Herr Fock wunderte sich, dass so viele Leute die Kirche belagerten. Eigentlich war es doch ein bisschen seine Kirche, fand er. Er setzte sich ganz hinten in eine Bank, Timo sprang auf seinen Schoss, er hatte ebenfalls keine Lust auf das Gewühl. Herr Fock hoffte, dass die Menschen bald abziehen würden, aber es sah nicht danach aus.
Sie sangen mit weit geöffneten Mündern und roten Wangen, standen auf, brabbelten etwas vor sich hin und setzten sich wieder. Dann stieg ein Mann mit schwarzem Umhang auf ein Podest und hörte gar nicht mehr auf zu reden. Ungeduldig rutschte Herr Fock auf seiner harten Bank hin und her, und schliesslich beschloss er zu gehen. Er stand auf, ging schnell in Richtung Ausgang, Timo heftete sich an seine Fersen. Ein paar Leute schauten ihnen missbilligend hinterher.
Als sie auf dem leeren Kirchenvorplatz standen, atmete Herr Fock tief durch, sein Atem blies kleine Wolken in die Luft. Ihm war kalt, und er trat von einem Bein auf das andere, Timo musste aufpassen, dass er nicht aus Versehen einen Tritt abbekam. Vorsorglich maunzte er laut, und als Herr Fock nach unten schaute, fiel sein Blick auf kleine Leuchtbilder am Boden.

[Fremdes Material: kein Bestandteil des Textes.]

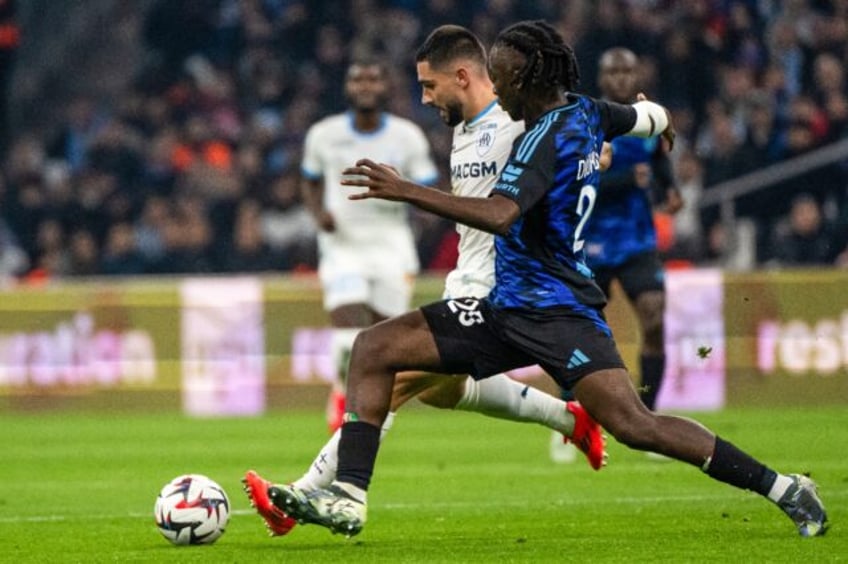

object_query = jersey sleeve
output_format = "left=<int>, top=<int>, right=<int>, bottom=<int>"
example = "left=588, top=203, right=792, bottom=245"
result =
left=492, top=130, right=556, bottom=213
left=401, top=127, right=439, bottom=186
left=595, top=100, right=636, bottom=140
left=300, top=127, right=324, bottom=180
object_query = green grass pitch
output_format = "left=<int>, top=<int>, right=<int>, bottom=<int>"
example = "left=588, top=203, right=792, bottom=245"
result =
left=0, top=406, right=848, bottom=563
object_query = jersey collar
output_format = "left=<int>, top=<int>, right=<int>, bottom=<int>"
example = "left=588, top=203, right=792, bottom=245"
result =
left=465, top=98, right=498, bottom=129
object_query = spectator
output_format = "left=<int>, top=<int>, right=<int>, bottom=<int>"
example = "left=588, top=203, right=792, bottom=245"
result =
left=770, top=194, right=837, bottom=266
left=98, top=222, right=147, bottom=276
left=222, top=200, right=289, bottom=272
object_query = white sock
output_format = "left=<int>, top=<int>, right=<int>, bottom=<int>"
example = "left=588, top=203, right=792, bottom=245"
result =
left=455, top=374, right=574, bottom=436
left=294, top=411, right=395, bottom=491
left=768, top=474, right=792, bottom=503
left=333, top=481, right=368, bottom=505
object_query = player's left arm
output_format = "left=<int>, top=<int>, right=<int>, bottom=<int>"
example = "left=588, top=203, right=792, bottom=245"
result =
left=598, top=93, right=676, bottom=151
left=342, top=159, right=521, bottom=235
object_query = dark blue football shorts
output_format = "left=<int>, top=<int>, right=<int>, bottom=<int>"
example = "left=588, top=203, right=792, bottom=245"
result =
left=421, top=298, right=624, bottom=389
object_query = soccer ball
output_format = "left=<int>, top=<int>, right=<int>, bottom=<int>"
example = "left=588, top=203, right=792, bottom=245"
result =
left=153, top=474, right=230, bottom=545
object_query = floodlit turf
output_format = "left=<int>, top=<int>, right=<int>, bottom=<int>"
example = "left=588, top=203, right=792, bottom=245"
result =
left=0, top=407, right=848, bottom=563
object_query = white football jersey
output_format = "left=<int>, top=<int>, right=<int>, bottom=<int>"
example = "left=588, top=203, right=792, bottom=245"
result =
left=301, top=112, right=437, bottom=236
left=445, top=101, right=524, bottom=298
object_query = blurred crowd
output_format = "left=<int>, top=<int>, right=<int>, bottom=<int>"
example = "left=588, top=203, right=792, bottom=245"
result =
left=0, top=0, right=848, bottom=280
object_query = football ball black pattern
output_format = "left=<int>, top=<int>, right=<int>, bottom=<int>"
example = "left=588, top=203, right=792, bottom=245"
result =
left=153, top=474, right=230, bottom=545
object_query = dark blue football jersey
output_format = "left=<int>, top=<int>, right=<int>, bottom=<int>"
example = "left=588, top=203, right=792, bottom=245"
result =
left=585, top=137, right=659, bottom=268
left=490, top=94, right=636, bottom=323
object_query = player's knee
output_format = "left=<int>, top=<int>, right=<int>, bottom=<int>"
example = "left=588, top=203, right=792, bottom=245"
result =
left=418, top=377, right=465, bottom=409
left=351, top=327, right=393, bottom=372
left=604, top=410, right=656, bottom=450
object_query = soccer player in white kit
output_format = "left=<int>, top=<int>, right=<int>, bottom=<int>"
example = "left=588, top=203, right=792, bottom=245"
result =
left=243, top=25, right=606, bottom=536
left=301, top=60, right=438, bottom=431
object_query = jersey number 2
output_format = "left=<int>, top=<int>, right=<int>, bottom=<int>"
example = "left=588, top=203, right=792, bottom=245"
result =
left=574, top=184, right=598, bottom=253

Es waren Boote, die genauso aussahen wie die Schiffe, die in den Bäumen hingen.
Die Boote am Boden bildeten einen Lichterpfad, Herr Fock und Timo mussten ihm nur folgen. Sie durchquerten die Bahnhofstrasse, bogen rechts ab, wo sie zum Treppenviertel kamen. Auch auf den Stufen der unzähligen Treppen, die zur Elbe führten, waren Leuchtbilder am Boden. Sie kamen vorbei an winterlichen Gärten, sahen durch die Fenster Tannenbäume und Menschen, die Pakete in den Händen hielten. Schliesslich gelangten sie nach unten, die Elbe lag ruhig im Nebel da. Noch ein paar Schritte, und sie waren am Schiffsanleger. Kaum jemand war um diese Zeit unterwegs, sie hatten den Anleger für sich allein, das Wasser unter ihnen gluckerte leise.
Als sie länger standen, sahen sie, wie aus dem Nebel Schiffe auftauchten, hell erleuchtet, manche hatten auf dem Deck einen Tannenbaum stehen. Ab und zu glitt ein Containerschiff vorbei, am Heck konnte man den Namen des Heimathafens lesen. Herr Fock versuchte, die Namen zu entziffern und sich zu erinnern: Port Louis, Stone Town, Pointe-à-Pitre …
Ein kühler Wind blies ihm von der Elbe ins Gesicht, und er zog seine Mütze tiefer in die Stirn; Timo versuchte, in eines seiner Hosenbeine zu kriechen. In diesem Moment näherte sich eine Barkasse dem Anleger, Herr Fock winkte, und das Schiff hielt tatsächlich auf sie zu. Schliesslich machte es am Anleger fest, und der Kapitän rief ihnen zu, ob sie am Heiligabend nicht Besseres zu tun hätten, als am Anleger zu frieren.
Dann gab er ihnen ein Zeichen, an Bord zu kommen.
Im Innern der Barkasse war es warm, die Wände waren mit Holz ausgeschlagen. In einer Ecke stand ein etwas schiefer Tannenbaum, der leicht hin und her schwankte, als das Schiff sich in Bewegung setzte. Eine kleine Krippe gab es auch, und Timo steckte neugierig seinen Kopf hinein. Vielleicht hatte er gehofft, dort ein Katzenbaby zu finden, aber es war bloss Jesus. Durch das Schwanken rollte das Jesuskind von einer Seite auf die andere, irgendwann würde es seekrank werden.